The October job openings report
Job openings in October rose to 3.4 million, an increase from 3 million reported in September. The Labor Department’s Job Openings and Labor Turnover Survey showed that the 12 percent month-to-month increase reversed declines in the two previous months. October job openings reached the highest total since August 2008, when the financial markets were on the brink of collapse. An increase of 369,000 private sector job openings in October was the biggest since 2006. The JOLTS report showed that advertised job openings rose by about 1 million. That’s a 44 percent increase from the low point reached in July 2009, a month after the recession technically ended.
Job openings still swamped by jobless
Even though job openings increased by about 32 percent from October 2009, there were still 14.8 million people unemployed. Competition for jobs remains intense. The JOLTS report showed there were 4.4 people going after each October job opening. Even so, that number is improving from 4.9 people per job opening reported in September and is the best ratio since January 2009. Despite the gains, the hole blasted in employment by the recession is deep.

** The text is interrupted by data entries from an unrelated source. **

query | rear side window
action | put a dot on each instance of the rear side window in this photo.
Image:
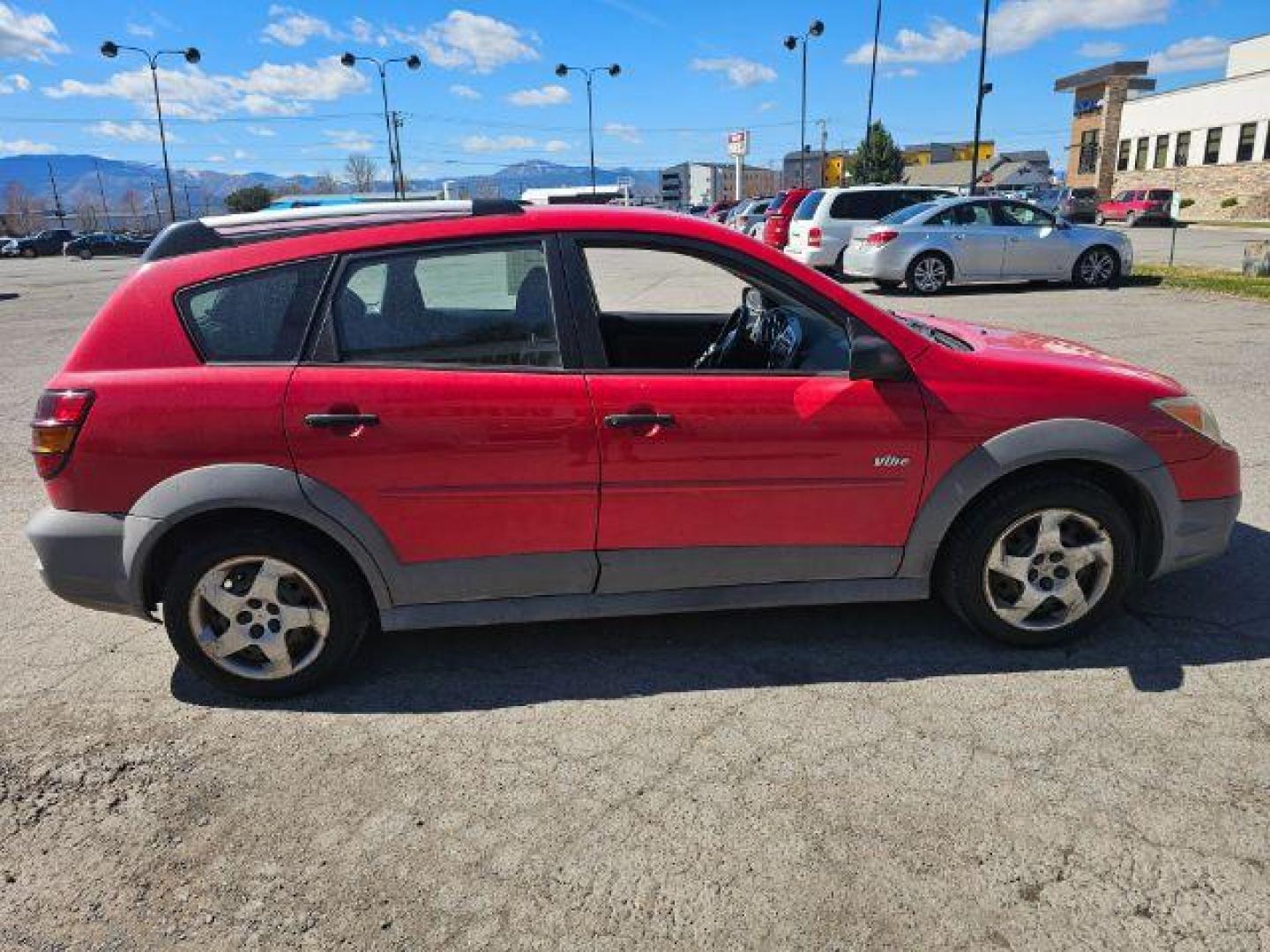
(259, 316)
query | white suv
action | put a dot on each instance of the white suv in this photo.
(826, 219)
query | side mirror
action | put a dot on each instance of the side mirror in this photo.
(873, 358)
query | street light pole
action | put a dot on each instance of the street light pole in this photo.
(589, 72)
(109, 49)
(984, 88)
(791, 43)
(412, 63)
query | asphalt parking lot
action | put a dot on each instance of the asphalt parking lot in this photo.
(860, 777)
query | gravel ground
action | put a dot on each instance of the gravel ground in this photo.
(863, 777)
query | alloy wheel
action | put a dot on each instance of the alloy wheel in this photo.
(259, 617)
(1048, 569)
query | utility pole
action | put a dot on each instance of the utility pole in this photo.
(57, 202)
(106, 210)
(984, 88)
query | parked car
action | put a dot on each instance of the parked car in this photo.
(395, 419)
(1137, 206)
(828, 217)
(776, 224)
(104, 244)
(960, 240)
(49, 242)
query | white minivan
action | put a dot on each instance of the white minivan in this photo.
(826, 219)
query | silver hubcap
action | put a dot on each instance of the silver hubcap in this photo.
(1096, 268)
(259, 617)
(1048, 569)
(930, 274)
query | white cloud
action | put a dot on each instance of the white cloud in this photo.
(26, 36)
(501, 144)
(1104, 49)
(25, 146)
(624, 131)
(270, 89)
(1189, 55)
(292, 26)
(943, 43)
(471, 41)
(132, 131)
(741, 72)
(546, 95)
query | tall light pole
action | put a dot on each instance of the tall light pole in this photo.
(793, 42)
(589, 71)
(412, 63)
(109, 49)
(984, 88)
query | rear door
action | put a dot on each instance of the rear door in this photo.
(439, 405)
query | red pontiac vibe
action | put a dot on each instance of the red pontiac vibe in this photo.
(291, 428)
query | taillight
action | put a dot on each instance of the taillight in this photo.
(58, 417)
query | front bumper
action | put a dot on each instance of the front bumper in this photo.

On the CBS News program “60 Minutes” Sunday, Federal Reserve Chairman Ben Bernanke said it could take up to five years before the unemployment rate returns to a “normal” rate of between 5 and 6 percent.
Good news for the job market
There may be a remote chance that the job openings report signals accelerated hiring that could shorten Bernanke’s estimate. There are economists who look at the JOLTS report as an indicator of hiring up to three months down the road. Even though job creation in November fell short of the most conservative estimates, an economist at Credit Suisse in New York told reporters that last month’s dismal jobs report looks like “a bump in the road.” The JOLTS report could be interpreted as a sign that the job market is on the verge of emerging from limbo.